Changes to the PSC regime made in a hurry

To comply with the requirements of Article 30 (Beneficial ownership) of the Fourth Money Laundering Directive, changes were required to be made to the persons with significant control (PSC) regime. These changes came into force on 26 June 2017 and included amendments to the timing requirements for updating PSC registers, and extending the scope of the regime to pull in previously exempt companies, such as those on AIM, and also including other entities such as certain Scottish partnerships. Due to the General Election, the changes were made in a hurry and without the usual 21 day period of notice before the implementing regulations came in to force. For an overview of the changes and the immediate actions to take click here. To access an updated version of our detailed PSC guide (originally published in February 2016) click here.

Equity Capital Markets

CLLS and Law Society updates MAR Q&A

The City of London Law Society and Law Society Company Law Committees' Joint Working Parties (JWP) on Market Abuse, Share Plans and Takeovers Code has revised its Q&A which deals with aspects of the EU Market Abuse Regulation (MAR).

The updated version includes a new Part C which deals with contractual arrangements in relation to a subscription for shares (for example, an issue of consideration shares in connection with an acquisition, an undertaking to subscribe for shares under a firm placing or signing an irrevocable undertaking in connection with a takeover) and the disclosure of inside information.

Specifically, Part C deals with:

  • the ability of an issuer to selectively disclose inside information to a counterparty, which the JWP believes would typically be permitted;
  • the ability of an issuer to delay its disclosure to the market, which the JWP believes would also be permitted provided that each of the conditions in MAR (Article 17(4)) have been satisfied; and
  • the fact that the JWP would not typically expect the issuer to be required to disclose such inside information to the market before entering into the relevant contractual arrangements with the counterparty.

Naturally, the JWP highlight the need to consider facts on a case by case basis.

FCA publishes policy statement on prohibition of restrictive contractual clauses

The Financial Conduct Authority (FCA) has published a policy statement (PS17/13) as well as final rules which will prohibit the use of certain clauses by investment banks / corporate finance advisers which seek to restrict a client's choice of future providers of primary market services (such as debt capital market, equity capital market and/or M&A services).

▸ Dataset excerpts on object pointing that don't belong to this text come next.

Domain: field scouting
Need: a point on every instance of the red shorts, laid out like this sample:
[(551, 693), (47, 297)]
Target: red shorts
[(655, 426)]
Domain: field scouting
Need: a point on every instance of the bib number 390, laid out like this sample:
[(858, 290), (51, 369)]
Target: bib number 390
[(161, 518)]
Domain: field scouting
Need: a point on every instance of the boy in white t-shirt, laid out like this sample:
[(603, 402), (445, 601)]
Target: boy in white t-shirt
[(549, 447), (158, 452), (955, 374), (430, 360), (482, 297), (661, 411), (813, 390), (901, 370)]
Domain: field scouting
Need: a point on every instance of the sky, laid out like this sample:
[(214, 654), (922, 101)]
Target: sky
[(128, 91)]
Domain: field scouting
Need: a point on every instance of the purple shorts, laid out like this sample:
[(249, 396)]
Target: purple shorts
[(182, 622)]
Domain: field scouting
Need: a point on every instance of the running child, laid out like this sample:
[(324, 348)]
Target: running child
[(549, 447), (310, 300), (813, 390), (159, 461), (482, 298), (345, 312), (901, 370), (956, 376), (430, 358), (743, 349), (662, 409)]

This follows the FCA's October 2016 report which found that some routinely used contractual provisions could hinder competition (for more detail, see our update published at the time).

The ban applies to written agreements for unspecified and uncertain future services only, and excludes future service restrictions in bridging loans. It also applies irrespective of the size of the client company.

Specifically, the FCA is seeking to prohibit "Rights of first refusal" – the contractual right for an adviser to be given the opportunity to enter into a business transaction with a company before anyone else can, whereby the client company is prevented from accepting offers from third parties. "Rights to match" clauses are acceptable to the extent that they only create a right for the advisory firm to be approached following a third-party offer in order to be able to match that offer, with the client company ultimately deciding which firm to select to provide the services.

The new rules, which accompany the policy statement, come in to force on 3 January 2018 and will apply to all agreements entered into after that date.

Narrative Financial Reporting

Commission sets guidelines on disclosure of non-financial information

The European Commission has adopted non-binding guidelines on the disclosure of non-financial information by relevant companies (for the most part, companies on regulated markets, banking and insurance companies with more than 500 employees), and published a set of FAQs. The Commission's aim is to help companies fulfil the requirement to disclose relevant and useful information on environmental and social matters in a consistent and more comparable way. For more detail on the new disclosure regime - click here.

Pensions

Pensions Regulator's BHS Report signals more interventionist approach

The Pensions Regulator's recent report on its involvement in the BHS affair signals an intention to be more proactive in the use of its regulatory powers in future.

Takeovers

Takeover Panel issues statement dealing with collective shareholder action

The Takeover Panel has published a statement on the Panel Executive's ruling regarding the proposed appointment of new directors to the board of Petropavlovsk plc as proposed by certain shareholders of the company. The Executive was asked by Petropavlovsk to determine whether these shareholders and the proposed new directors would be acting in concert under Note 2 on Rule 9.1 of the Takeover Code (Code) and, if this was the case, whether any such persons had acquired any interests in the shares of Petropavlovsk triggering an obligation for a mandatory offer to be made under Rule 9.1 of the Code.